I have .xlsx sheet with multiple entries: Entries
what I try to achieve: result
Therefore I am really stuck. I have tried df.drop_duplicates()
but it does not help.
If you could share some ideas or where to look it would be awesome!
TIA
P.S. sorry for the pictures, but it does not render correctly for some reason.
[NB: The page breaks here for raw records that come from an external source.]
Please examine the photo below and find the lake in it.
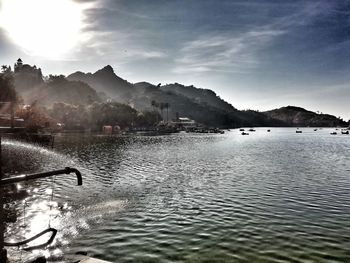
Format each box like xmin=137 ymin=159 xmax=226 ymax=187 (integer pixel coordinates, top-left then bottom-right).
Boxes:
xmin=3 ymin=128 xmax=350 ymax=262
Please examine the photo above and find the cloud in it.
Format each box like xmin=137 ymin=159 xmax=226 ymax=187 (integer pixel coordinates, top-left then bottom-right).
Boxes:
xmin=173 ymin=27 xmax=285 ymax=73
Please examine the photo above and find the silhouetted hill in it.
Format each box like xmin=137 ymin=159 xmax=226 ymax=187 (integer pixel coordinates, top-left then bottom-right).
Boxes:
xmin=27 ymin=76 xmax=100 ymax=107
xmin=9 ymin=60 xmax=347 ymax=127
xmin=67 ymin=65 xmax=133 ymax=102
xmin=161 ymin=83 xmax=236 ymax=111
xmin=264 ymin=106 xmax=347 ymax=127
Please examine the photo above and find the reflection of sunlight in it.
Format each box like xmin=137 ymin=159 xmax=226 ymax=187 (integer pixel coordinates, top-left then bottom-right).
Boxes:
xmin=25 ymin=201 xmax=60 ymax=249
xmin=0 ymin=0 xmax=83 ymax=58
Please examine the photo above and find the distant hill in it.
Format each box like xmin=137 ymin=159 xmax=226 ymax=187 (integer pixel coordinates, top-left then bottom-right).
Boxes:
xmin=7 ymin=60 xmax=347 ymax=127
xmin=161 ymin=83 xmax=236 ymax=111
xmin=67 ymin=65 xmax=133 ymax=102
xmin=263 ymin=106 xmax=347 ymax=127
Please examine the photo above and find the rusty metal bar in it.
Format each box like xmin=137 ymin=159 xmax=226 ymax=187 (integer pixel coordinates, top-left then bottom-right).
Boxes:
xmin=0 ymin=167 xmax=83 ymax=185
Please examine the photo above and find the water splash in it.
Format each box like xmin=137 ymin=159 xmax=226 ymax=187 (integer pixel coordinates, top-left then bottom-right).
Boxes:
xmin=2 ymin=139 xmax=75 ymax=175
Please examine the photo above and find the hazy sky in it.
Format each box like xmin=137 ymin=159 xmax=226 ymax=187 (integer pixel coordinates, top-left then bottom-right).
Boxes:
xmin=0 ymin=0 xmax=350 ymax=120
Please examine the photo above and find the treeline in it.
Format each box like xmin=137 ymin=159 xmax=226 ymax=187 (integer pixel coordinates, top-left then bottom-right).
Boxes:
xmin=48 ymin=102 xmax=160 ymax=131
xmin=0 ymin=71 xmax=161 ymax=132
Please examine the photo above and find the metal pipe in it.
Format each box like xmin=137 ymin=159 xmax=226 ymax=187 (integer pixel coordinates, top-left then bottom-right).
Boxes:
xmin=0 ymin=167 xmax=83 ymax=185
xmin=0 ymin=134 xmax=7 ymax=263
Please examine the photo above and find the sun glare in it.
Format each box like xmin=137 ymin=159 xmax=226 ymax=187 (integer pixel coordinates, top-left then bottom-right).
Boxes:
xmin=0 ymin=0 xmax=82 ymax=59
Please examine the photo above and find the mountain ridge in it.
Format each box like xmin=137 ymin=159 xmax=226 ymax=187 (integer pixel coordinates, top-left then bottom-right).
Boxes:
xmin=6 ymin=60 xmax=347 ymax=128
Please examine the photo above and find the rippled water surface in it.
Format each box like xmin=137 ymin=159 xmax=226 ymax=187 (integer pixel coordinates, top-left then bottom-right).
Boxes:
xmin=4 ymin=128 xmax=350 ymax=262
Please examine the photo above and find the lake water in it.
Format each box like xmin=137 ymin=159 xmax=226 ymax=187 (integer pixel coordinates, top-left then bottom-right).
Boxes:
xmin=4 ymin=128 xmax=350 ymax=262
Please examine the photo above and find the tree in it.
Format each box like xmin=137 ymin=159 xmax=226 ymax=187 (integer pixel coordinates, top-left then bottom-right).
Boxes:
xmin=0 ymin=73 xmax=18 ymax=102
xmin=160 ymin=102 xmax=165 ymax=120
xmin=164 ymin=102 xmax=170 ymax=122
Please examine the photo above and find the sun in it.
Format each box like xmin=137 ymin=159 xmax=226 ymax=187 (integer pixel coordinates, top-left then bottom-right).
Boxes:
xmin=0 ymin=0 xmax=83 ymax=59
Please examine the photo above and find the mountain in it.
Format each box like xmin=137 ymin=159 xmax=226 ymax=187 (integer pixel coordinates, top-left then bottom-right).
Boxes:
xmin=161 ymin=83 xmax=236 ymax=111
xmin=263 ymin=106 xmax=347 ymax=127
xmin=67 ymin=65 xmax=134 ymax=102
xmin=6 ymin=60 xmax=347 ymax=127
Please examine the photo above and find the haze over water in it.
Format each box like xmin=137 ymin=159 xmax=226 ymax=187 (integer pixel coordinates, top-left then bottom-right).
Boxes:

My strategy was to create and then join 2 dataframes with the index set to the Trigger
column. One dataframe contains only the Trigger
, To
, and From
columns, while the other dataframe has the Trigger
, Category
, and Description
columns. The "trick" here is to use DataFrame.pivot to get the corresponding Category
and Description
values into their own columns.
import pandas as pd
import os
filename = r'logfile.xlsx'
new_filename = r'consolidated_logfile.xlsx'
df = pd.read_excel(filename)
# Create a dataframe with the actual records we want to be left with at the end
# You might think of this as removing duplicates, in a way
records = df.loc[df['String Value'].isna()]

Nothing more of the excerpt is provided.